Los ingredientes principales de este pastel son opciones sumamente nutritivos y saludables. Por un lado, el calabacín ayuda a reducir el colesterol y la presión arterial. Adicionalmente, cuentan con propiedades antioxidantes que fortalecen el sistema inmune y ayuda a reducir la presión arterial, sin contar con que es un gran aliado para prevenir enfermedades graves. Por otro lado, los espárragos trigueros tienen propiedades antioxidantes y depurativas que ayudan a combatir el envejecimiento prematuro. También son magníficos aliados para perder peso.
Ingredientes:
- 1 manojo de espárragos trigueros
- 1 calabacín grande
- 2 zanahorias
- 150 gr de queso mozzarella
- 4 huevos
- Albaca
- Sal
- Pimienta negra
- Aceite de oliva virgen extra
Cómo preparar el pastel casero de calabacín, espárragos trigueros y albahaca:
- Lavar, pelar y picar finamente todos los ingredientes, es decir, los espárragos, el calabacín y las zanahorias.
- Añadir sal, pimienta negra recién molida y albahaca al gusto. También agregar un chorrito de aceite de oliva virgen extra y mezclar muy bien todo.
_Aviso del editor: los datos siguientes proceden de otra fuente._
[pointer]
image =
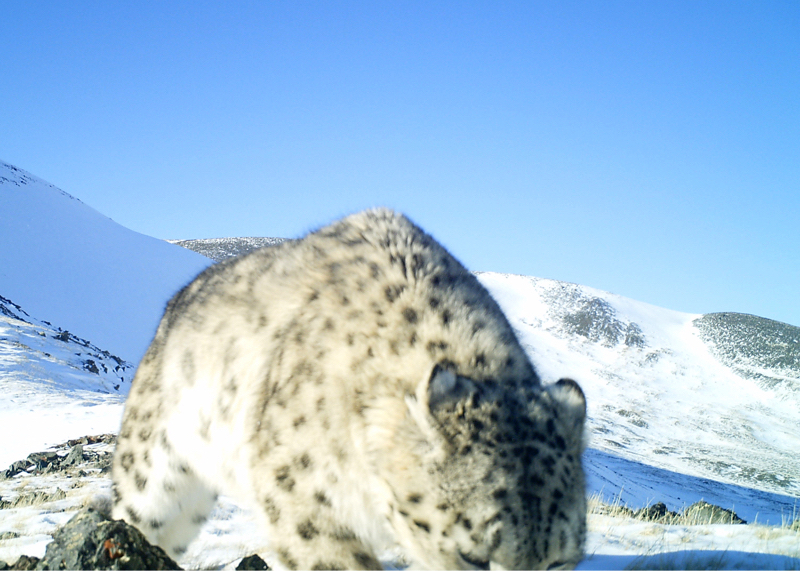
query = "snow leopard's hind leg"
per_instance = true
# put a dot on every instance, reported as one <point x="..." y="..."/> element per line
<point x="159" y="493"/>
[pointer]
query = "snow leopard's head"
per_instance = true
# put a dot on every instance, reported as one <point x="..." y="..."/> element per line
<point x="484" y="475"/>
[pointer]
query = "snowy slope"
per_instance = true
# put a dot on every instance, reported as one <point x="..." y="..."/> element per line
<point x="54" y="385"/>
<point x="219" y="249"/>
<point x="681" y="407"/>
<point x="81" y="271"/>
<point x="668" y="420"/>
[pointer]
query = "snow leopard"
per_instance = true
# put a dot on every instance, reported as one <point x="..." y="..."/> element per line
<point x="359" y="390"/>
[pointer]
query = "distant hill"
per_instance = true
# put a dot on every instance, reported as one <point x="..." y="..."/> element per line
<point x="219" y="249"/>
<point x="66" y="263"/>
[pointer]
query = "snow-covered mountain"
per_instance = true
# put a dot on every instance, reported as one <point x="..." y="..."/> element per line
<point x="681" y="407"/>
<point x="68" y="264"/>
<point x="219" y="249"/>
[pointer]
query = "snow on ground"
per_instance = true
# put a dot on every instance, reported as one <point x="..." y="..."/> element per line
<point x="668" y="422"/>
<point x="48" y="393"/>
<point x="67" y="263"/>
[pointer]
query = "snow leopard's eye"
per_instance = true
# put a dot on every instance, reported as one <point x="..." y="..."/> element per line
<point x="474" y="561"/>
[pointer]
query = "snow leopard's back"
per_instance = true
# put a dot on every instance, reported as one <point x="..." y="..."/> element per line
<point x="356" y="387"/>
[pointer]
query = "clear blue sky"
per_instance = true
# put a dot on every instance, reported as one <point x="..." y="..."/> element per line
<point x="647" y="148"/>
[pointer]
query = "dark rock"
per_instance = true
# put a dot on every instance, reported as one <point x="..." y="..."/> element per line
<point x="23" y="563"/>
<point x="656" y="513"/>
<point x="705" y="513"/>
<point x="91" y="541"/>
<point x="74" y="457"/>
<point x="42" y="459"/>
<point x="14" y="469"/>
<point x="253" y="562"/>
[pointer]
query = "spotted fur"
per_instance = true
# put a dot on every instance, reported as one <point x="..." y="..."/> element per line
<point x="359" y="389"/>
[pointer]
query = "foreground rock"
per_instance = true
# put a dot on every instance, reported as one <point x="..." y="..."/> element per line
<point x="700" y="513"/>
<point x="91" y="541"/>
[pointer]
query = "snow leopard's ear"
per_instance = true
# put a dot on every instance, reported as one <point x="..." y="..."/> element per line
<point x="445" y="387"/>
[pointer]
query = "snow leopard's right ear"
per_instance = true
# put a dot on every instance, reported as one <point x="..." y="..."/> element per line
<point x="446" y="387"/>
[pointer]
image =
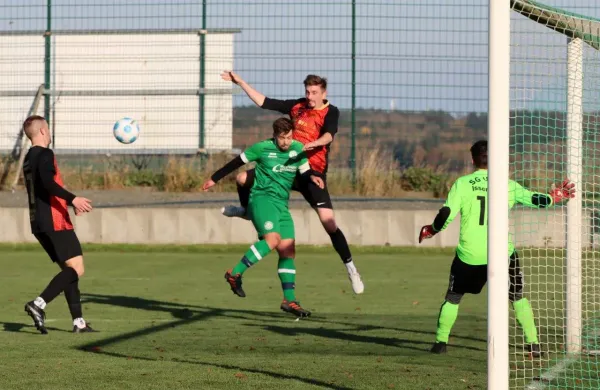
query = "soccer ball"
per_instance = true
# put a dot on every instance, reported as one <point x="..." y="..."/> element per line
<point x="126" y="130"/>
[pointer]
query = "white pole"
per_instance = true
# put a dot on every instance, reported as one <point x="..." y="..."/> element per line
<point x="574" y="207"/>
<point x="498" y="150"/>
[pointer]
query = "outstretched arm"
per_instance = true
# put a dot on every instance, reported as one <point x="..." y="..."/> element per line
<point x="282" y="106"/>
<point x="556" y="195"/>
<point x="257" y="97"/>
<point x="445" y="215"/>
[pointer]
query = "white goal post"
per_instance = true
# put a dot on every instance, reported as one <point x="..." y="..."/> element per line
<point x="580" y="33"/>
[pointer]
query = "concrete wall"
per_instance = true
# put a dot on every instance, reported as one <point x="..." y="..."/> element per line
<point x="208" y="226"/>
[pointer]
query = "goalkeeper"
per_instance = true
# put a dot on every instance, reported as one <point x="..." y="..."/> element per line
<point x="468" y="273"/>
<point x="277" y="161"/>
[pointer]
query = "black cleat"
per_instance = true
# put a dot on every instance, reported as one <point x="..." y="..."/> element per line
<point x="294" y="308"/>
<point x="235" y="282"/>
<point x="87" y="329"/>
<point x="535" y="351"/>
<point x="438" y="348"/>
<point x="37" y="315"/>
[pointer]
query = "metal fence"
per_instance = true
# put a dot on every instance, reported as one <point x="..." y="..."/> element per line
<point x="410" y="77"/>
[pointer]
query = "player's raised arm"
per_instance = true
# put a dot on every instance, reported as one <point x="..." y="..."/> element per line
<point x="328" y="131"/>
<point x="556" y="195"/>
<point x="307" y="173"/>
<point x="445" y="215"/>
<point x="257" y="97"/>
<point x="282" y="106"/>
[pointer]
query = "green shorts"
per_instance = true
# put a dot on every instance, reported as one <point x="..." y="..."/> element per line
<point x="270" y="216"/>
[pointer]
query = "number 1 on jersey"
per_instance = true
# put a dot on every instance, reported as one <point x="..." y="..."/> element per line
<point x="481" y="200"/>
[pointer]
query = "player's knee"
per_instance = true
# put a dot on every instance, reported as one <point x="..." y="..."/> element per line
<point x="77" y="264"/>
<point x="287" y="249"/>
<point x="327" y="219"/>
<point x="273" y="240"/>
<point x="453" y="297"/>
<point x="241" y="178"/>
<point x="515" y="295"/>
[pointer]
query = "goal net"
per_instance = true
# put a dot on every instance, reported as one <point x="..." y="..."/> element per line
<point x="555" y="134"/>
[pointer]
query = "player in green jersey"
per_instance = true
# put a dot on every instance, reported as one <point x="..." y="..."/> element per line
<point x="468" y="273"/>
<point x="277" y="161"/>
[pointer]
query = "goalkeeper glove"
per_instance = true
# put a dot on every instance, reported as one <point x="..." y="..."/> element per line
<point x="426" y="232"/>
<point x="565" y="190"/>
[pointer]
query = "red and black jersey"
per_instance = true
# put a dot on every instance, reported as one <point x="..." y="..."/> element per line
<point x="309" y="125"/>
<point x="48" y="200"/>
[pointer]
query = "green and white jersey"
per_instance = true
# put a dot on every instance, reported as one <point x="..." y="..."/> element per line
<point x="275" y="169"/>
<point x="469" y="196"/>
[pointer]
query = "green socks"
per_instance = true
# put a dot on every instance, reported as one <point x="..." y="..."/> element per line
<point x="251" y="257"/>
<point x="524" y="316"/>
<point x="287" y="274"/>
<point x="446" y="319"/>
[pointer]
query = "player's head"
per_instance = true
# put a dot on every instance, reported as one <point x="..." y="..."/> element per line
<point x="282" y="133"/>
<point x="479" y="154"/>
<point x="315" y="89"/>
<point x="36" y="129"/>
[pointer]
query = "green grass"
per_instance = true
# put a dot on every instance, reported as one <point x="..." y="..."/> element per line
<point x="168" y="320"/>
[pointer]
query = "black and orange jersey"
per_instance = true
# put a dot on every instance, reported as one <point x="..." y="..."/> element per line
<point x="48" y="200"/>
<point x="309" y="125"/>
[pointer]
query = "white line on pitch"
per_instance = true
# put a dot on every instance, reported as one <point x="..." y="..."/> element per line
<point x="551" y="374"/>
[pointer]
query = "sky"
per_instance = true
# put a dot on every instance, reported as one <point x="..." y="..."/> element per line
<point x="410" y="55"/>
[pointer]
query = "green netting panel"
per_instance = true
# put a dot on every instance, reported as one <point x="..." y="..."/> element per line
<point x="547" y="133"/>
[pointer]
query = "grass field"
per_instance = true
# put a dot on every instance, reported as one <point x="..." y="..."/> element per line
<point x="167" y="320"/>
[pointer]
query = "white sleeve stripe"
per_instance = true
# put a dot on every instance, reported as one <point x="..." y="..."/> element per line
<point x="304" y="167"/>
<point x="256" y="252"/>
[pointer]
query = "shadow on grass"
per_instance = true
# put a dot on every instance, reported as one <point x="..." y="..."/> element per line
<point x="188" y="314"/>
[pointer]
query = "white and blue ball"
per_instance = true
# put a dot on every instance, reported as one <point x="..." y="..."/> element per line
<point x="126" y="130"/>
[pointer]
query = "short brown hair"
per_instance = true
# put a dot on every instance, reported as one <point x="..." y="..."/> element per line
<point x="30" y="120"/>
<point x="479" y="153"/>
<point x="313" y="79"/>
<point x="27" y="125"/>
<point x="282" y="126"/>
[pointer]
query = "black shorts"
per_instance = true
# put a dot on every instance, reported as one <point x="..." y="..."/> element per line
<point x="470" y="279"/>
<point x="315" y="196"/>
<point x="60" y="246"/>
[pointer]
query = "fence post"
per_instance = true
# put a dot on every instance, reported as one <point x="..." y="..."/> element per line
<point x="353" y="109"/>
<point x="47" y="61"/>
<point x="201" y="107"/>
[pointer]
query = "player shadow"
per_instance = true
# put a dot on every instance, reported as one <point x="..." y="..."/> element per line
<point x="194" y="313"/>
<point x="339" y="334"/>
<point x="183" y="315"/>
<point x="275" y="375"/>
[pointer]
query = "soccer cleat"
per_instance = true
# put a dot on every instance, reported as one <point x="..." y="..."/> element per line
<point x="357" y="284"/>
<point x="535" y="351"/>
<point x="86" y="329"/>
<point x="438" y="348"/>
<point x="235" y="282"/>
<point x="234" y="211"/>
<point x="294" y="308"/>
<point x="37" y="315"/>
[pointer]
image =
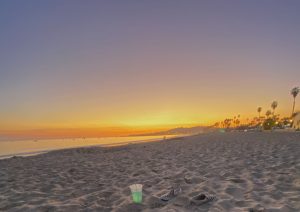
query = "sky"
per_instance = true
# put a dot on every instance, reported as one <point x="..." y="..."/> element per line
<point x="141" y="65"/>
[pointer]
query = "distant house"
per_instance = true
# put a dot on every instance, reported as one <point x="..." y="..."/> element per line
<point x="296" y="121"/>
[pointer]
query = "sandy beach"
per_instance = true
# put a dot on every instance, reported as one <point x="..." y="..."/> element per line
<point x="244" y="171"/>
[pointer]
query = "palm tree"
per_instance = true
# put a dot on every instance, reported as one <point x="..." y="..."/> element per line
<point x="294" y="93"/>
<point x="273" y="106"/>
<point x="259" y="109"/>
<point x="268" y="113"/>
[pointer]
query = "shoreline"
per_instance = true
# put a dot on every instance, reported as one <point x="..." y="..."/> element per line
<point x="42" y="151"/>
<point x="253" y="170"/>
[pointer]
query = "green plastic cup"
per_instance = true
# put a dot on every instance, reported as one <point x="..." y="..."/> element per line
<point x="137" y="197"/>
<point x="136" y="193"/>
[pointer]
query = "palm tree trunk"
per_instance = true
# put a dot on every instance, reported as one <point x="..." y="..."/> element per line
<point x="293" y="106"/>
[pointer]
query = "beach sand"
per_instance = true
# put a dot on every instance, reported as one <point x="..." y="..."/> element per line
<point x="243" y="170"/>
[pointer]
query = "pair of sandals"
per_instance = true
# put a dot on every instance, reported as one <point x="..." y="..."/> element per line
<point x="199" y="199"/>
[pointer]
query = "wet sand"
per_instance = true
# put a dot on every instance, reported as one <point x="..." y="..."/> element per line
<point x="244" y="171"/>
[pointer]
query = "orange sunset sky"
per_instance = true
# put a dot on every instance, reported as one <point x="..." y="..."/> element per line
<point x="116" y="68"/>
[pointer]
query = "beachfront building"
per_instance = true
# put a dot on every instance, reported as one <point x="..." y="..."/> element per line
<point x="296" y="121"/>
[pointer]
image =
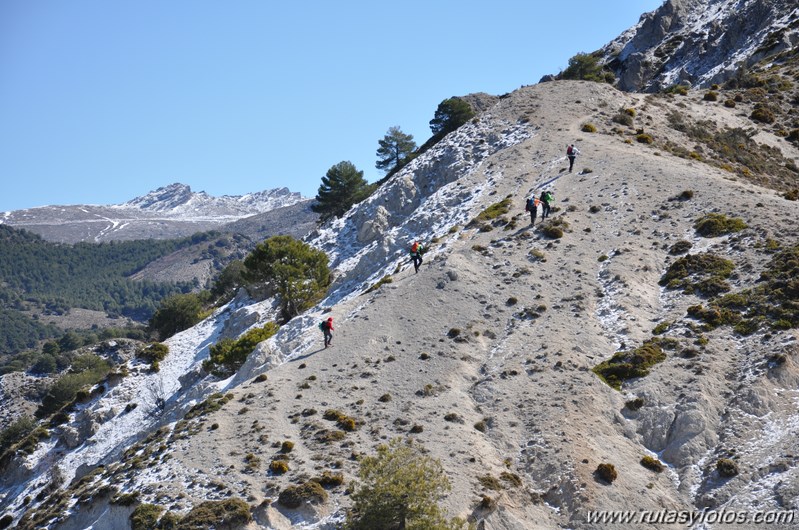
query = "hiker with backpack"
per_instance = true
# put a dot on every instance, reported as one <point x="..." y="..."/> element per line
<point x="417" y="249"/>
<point x="532" y="207"/>
<point x="546" y="202"/>
<point x="327" y="326"/>
<point x="572" y="153"/>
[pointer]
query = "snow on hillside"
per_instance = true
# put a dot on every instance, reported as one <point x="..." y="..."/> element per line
<point x="422" y="201"/>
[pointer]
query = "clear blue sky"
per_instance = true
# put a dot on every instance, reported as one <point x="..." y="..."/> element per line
<point x="102" y="101"/>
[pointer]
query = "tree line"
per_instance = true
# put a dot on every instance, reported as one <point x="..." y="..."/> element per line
<point x="41" y="277"/>
<point x="344" y="185"/>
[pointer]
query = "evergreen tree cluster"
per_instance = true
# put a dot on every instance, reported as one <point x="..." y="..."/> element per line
<point x="56" y="277"/>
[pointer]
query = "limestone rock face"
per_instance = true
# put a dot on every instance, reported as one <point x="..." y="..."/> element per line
<point x="701" y="41"/>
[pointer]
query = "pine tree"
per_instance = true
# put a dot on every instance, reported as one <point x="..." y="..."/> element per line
<point x="295" y="270"/>
<point x="450" y="114"/>
<point x="341" y="187"/>
<point x="396" y="149"/>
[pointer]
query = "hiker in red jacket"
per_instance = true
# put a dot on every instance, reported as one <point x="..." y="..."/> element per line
<point x="327" y="327"/>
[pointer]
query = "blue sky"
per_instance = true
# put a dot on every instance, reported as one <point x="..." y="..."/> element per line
<point x="103" y="101"/>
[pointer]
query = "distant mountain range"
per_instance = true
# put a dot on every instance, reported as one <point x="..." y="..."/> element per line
<point x="168" y="212"/>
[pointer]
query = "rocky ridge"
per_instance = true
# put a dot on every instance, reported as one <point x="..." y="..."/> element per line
<point x="500" y="329"/>
<point x="169" y="212"/>
<point x="702" y="42"/>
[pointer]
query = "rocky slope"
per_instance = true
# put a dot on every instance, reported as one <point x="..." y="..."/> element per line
<point x="486" y="355"/>
<point x="169" y="212"/>
<point x="702" y="42"/>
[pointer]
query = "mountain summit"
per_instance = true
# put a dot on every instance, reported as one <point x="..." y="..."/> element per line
<point x="168" y="212"/>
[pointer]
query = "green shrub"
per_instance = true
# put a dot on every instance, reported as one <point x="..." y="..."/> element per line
<point x="703" y="274"/>
<point x="154" y="352"/>
<point x="86" y="370"/>
<point x="295" y="496"/>
<point x="606" y="472"/>
<point x="717" y="224"/>
<point x="176" y="313"/>
<point x="680" y="247"/>
<point x="587" y="67"/>
<point x="630" y="364"/>
<point x="296" y="271"/>
<point x="278" y="467"/>
<point x="329" y="480"/>
<point x="661" y="328"/>
<point x="229" y="355"/>
<point x="228" y="513"/>
<point x="145" y="517"/>
<point x="623" y="118"/>
<point x="554" y="228"/>
<point x="652" y="463"/>
<point x="681" y="90"/>
<point x="399" y="487"/>
<point x="726" y="467"/>
<point x="763" y="115"/>
<point x="15" y="432"/>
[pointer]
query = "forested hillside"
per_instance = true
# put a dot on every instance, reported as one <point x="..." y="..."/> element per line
<point x="39" y="277"/>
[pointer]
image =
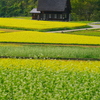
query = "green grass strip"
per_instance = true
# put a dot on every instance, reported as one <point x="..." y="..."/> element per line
<point x="46" y="52"/>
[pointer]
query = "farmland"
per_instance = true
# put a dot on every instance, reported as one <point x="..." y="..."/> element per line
<point x="24" y="24"/>
<point x="54" y="38"/>
<point x="37" y="65"/>
<point x="49" y="79"/>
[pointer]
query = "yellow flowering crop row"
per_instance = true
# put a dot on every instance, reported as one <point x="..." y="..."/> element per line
<point x="1" y="31"/>
<point x="41" y="37"/>
<point x="33" y="24"/>
<point x="91" y="66"/>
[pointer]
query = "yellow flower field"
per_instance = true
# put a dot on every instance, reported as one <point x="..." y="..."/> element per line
<point x="1" y="31"/>
<point x="41" y="37"/>
<point x="38" y="25"/>
<point x="91" y="66"/>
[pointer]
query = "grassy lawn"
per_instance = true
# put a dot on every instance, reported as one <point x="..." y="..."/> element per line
<point x="87" y="32"/>
<point x="45" y="51"/>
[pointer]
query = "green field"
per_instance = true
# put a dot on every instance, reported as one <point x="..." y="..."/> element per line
<point x="49" y="80"/>
<point x="47" y="51"/>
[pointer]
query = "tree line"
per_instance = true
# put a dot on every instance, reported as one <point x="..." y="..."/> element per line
<point x="81" y="9"/>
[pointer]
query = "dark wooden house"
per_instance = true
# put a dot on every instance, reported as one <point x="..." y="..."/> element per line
<point x="52" y="10"/>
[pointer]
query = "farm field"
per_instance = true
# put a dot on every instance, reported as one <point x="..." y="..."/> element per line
<point x="49" y="79"/>
<point x="87" y="32"/>
<point x="25" y="24"/>
<point x="51" y="38"/>
<point x="39" y="75"/>
<point x="49" y="51"/>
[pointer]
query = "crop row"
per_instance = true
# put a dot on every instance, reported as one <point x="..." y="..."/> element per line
<point x="37" y="25"/>
<point x="41" y="37"/>
<point x="49" y="80"/>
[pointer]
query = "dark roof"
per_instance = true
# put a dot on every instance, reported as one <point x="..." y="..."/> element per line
<point x="34" y="10"/>
<point x="51" y="5"/>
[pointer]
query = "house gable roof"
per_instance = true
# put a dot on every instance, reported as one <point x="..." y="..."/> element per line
<point x="51" y="5"/>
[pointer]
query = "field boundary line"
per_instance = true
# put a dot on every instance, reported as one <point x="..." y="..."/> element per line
<point x="52" y="44"/>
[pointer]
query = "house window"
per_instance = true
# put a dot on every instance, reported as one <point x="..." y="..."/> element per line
<point x="44" y="16"/>
<point x="49" y="15"/>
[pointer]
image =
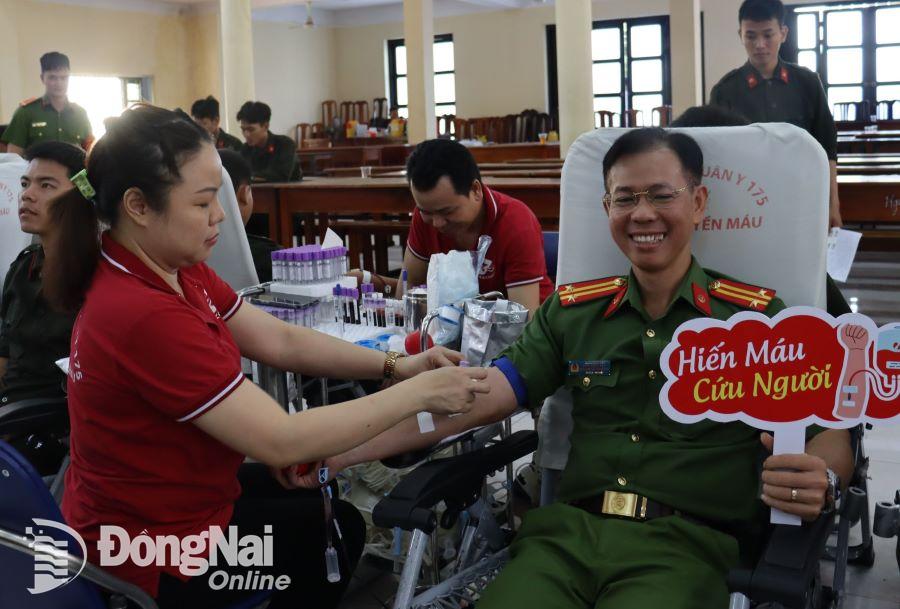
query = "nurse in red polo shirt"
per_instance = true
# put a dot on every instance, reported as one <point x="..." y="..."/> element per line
<point x="454" y="208"/>
<point x="162" y="417"/>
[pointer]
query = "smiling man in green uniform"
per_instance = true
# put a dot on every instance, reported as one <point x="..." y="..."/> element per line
<point x="273" y="158"/>
<point x="51" y="117"/>
<point x="648" y="509"/>
<point x="769" y="90"/>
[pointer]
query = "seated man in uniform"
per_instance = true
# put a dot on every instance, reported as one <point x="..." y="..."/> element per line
<point x="51" y="117"/>
<point x="454" y="208"/>
<point x="205" y="113"/>
<point x="603" y="339"/>
<point x="261" y="248"/>
<point x="272" y="158"/>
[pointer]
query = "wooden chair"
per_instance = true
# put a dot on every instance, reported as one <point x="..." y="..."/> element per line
<point x="888" y="110"/>
<point x="851" y="111"/>
<point x="445" y="124"/>
<point x="314" y="142"/>
<point x="663" y="114"/>
<point x="329" y="112"/>
<point x="346" y="113"/>
<point x="462" y="128"/>
<point x="605" y="118"/>
<point x="633" y="118"/>
<point x="381" y="115"/>
<point x="361" y="112"/>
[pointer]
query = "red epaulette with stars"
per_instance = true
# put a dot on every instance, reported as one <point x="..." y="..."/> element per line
<point x="745" y="295"/>
<point x="586" y="291"/>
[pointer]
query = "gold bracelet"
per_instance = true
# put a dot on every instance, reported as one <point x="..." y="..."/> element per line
<point x="390" y="364"/>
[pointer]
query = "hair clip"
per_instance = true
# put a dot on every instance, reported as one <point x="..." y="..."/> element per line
<point x="84" y="186"/>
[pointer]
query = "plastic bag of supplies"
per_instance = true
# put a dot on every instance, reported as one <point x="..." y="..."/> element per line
<point x="489" y="327"/>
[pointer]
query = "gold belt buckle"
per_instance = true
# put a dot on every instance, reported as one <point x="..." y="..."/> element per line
<point x="625" y="505"/>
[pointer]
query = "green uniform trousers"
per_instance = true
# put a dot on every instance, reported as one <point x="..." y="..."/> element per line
<point x="566" y="558"/>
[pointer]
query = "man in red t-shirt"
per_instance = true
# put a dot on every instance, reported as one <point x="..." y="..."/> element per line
<point x="454" y="208"/>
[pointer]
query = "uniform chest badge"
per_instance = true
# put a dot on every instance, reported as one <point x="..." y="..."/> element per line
<point x="591" y="367"/>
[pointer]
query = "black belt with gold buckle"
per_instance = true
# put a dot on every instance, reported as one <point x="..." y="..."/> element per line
<point x="632" y="506"/>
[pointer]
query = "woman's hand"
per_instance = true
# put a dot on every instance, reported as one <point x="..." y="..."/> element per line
<point x="436" y="357"/>
<point x="795" y="484"/>
<point x="448" y="390"/>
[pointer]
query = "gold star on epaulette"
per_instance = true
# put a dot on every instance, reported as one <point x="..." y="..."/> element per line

- Colocar esta mezcla, debidamente esparcida en una bandeja apta para el horno, sobre papel vegetal.
- Llevar al horno previamente precalentado con calor arriba y abajo a 180 grados durante 30 minutos.
- Mientras pasa el tiempo, en un cuenco, batir los cuatro huevos con una pizca de sal y el queso rallado. Mezclar todo muy bien.
- Pasados los 30 minutos, agregar los huevos batidos con el queso por encima y volver a llevar al horno para que se termine de cocinar y gratinar. En este caso, el tiempo de cocción adicional será de 25 minutos a la misma temperatura anterior.
- Transcurrido el tiempo total, sacar del horno y servir caliente.
Esta receta, como puedes observar, es muy fácil de hacer. Solo debes tener un poco de paciencia con el tiempo de horneado. El resultado, en cuanto a sabor se refiere es espectacular y lo mejor es que se trata de una opción muy ligera a nivel de calorías y sumamente nutritiva, indispensable para fortalecer nuestro sistema inmune y tener energía para afrontar el día a día. Sin lugar a dudas, es una opción perfecta para compartir en cualquier ocasión y con las personas que más queremos. ¿Te animas a prepararla?